🤖 AI Summary
This work addresses the lack of provable robustness guarantees for policies in parametric stochastic environments. We propose the first framework integrating scenario optimization with interval Markov decision processes (IMDPs). Under dual uncertainty—unknown parameter distributions and modeling errors in single-environment abstractions—we model the environment as a parametric MDP, learn an IMDP to approximate a collection of environments, and—novelty—incorporate scenario optimization into robustness analysis to jointly quantify both uncertainties. Theoretically, we establish a provably falsifiable probabilistically approximately correct (PAC) joint guarantee on policy performance and risk. Empirically, our method yields tighter and higher-confidence performance bounds across multiple benchmarks, significantly outperforming conventional single-environment IMDP approaches.
📝 Abstract
We present a data-driven approach for producing policies that are provably robust across unknown stochastic environments. Existing approaches can learn models of a single environment as an interval Markov decision processes (IMDP) and produce a robust policy with a probably approximately correct (PAC) guarantee on its performance. However these are unable to reason about the impact of environmental parameters underlying the uncertainty. We propose a framework based on parametric Markov decision processes (MDPs) with unknown distributions over parameters. We learn and analyse IMDPs for a set of unknown sample environments induced by parameters.

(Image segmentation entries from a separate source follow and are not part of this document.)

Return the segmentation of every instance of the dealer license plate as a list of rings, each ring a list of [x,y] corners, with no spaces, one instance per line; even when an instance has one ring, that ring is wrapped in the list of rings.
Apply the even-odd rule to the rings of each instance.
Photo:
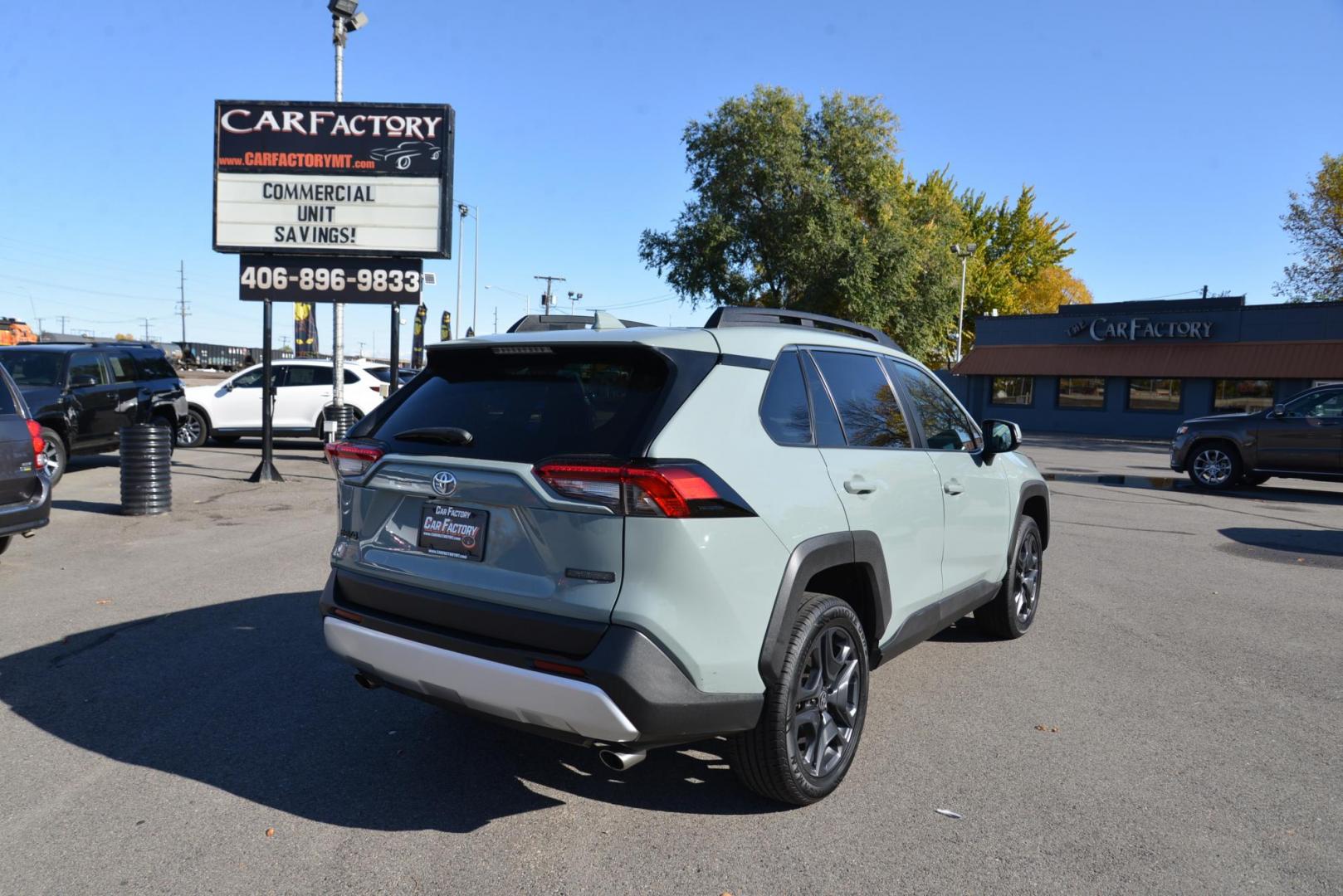
[[[419,545],[430,553],[483,560],[489,528],[488,510],[426,501],[420,510]]]

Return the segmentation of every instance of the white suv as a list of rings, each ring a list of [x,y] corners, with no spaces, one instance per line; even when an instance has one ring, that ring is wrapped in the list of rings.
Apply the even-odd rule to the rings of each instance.
[[[286,359],[271,367],[275,435],[322,438],[322,415],[332,404],[330,360]],[[385,369],[387,364],[345,361],[345,403],[356,420],[383,402],[385,383],[377,373]],[[177,445],[199,447],[210,438],[227,442],[240,435],[261,435],[261,364],[222,383],[189,387]]]

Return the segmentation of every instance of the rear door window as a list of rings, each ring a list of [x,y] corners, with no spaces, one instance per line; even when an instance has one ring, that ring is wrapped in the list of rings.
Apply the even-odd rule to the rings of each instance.
[[[442,349],[368,435],[404,454],[627,459],[651,437],[669,379],[662,356],[630,345]],[[398,438],[434,427],[463,429],[471,442]]]
[[[872,355],[813,352],[853,447],[911,447],[900,400]]]

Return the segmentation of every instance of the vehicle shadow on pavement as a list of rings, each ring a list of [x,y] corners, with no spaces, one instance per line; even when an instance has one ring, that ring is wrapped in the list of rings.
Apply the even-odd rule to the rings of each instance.
[[[326,652],[317,596],[71,634],[0,658],[0,701],[83,750],[348,827],[470,832],[565,795],[677,813],[780,809],[705,758],[720,742],[611,772],[594,750],[361,690]]]

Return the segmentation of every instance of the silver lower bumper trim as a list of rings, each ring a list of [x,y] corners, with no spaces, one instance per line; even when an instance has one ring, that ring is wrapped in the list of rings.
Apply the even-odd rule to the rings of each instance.
[[[594,684],[431,647],[326,617],[326,646],[384,681],[463,707],[591,740],[639,736],[611,697]]]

The key challenge is then to produce meaningful performance guarantees that combine the two layers of uncertainty: (1) multiple environments induced by parameters with an unknown distribution; (2) unknown induced environments which are approximated by IMDPs. We present a novel approach based on scenario optimisation that yields a single PAC guarantee quantifying the risk level for which a specified performance level can be assured in unseen environments, plus a means to trade-off risk and performance. We implement and evaluate our framework using multiple robust policy generation methods on a range of benchmarks. We show that our approach produces tight bounds on a policy's performance with high confidence.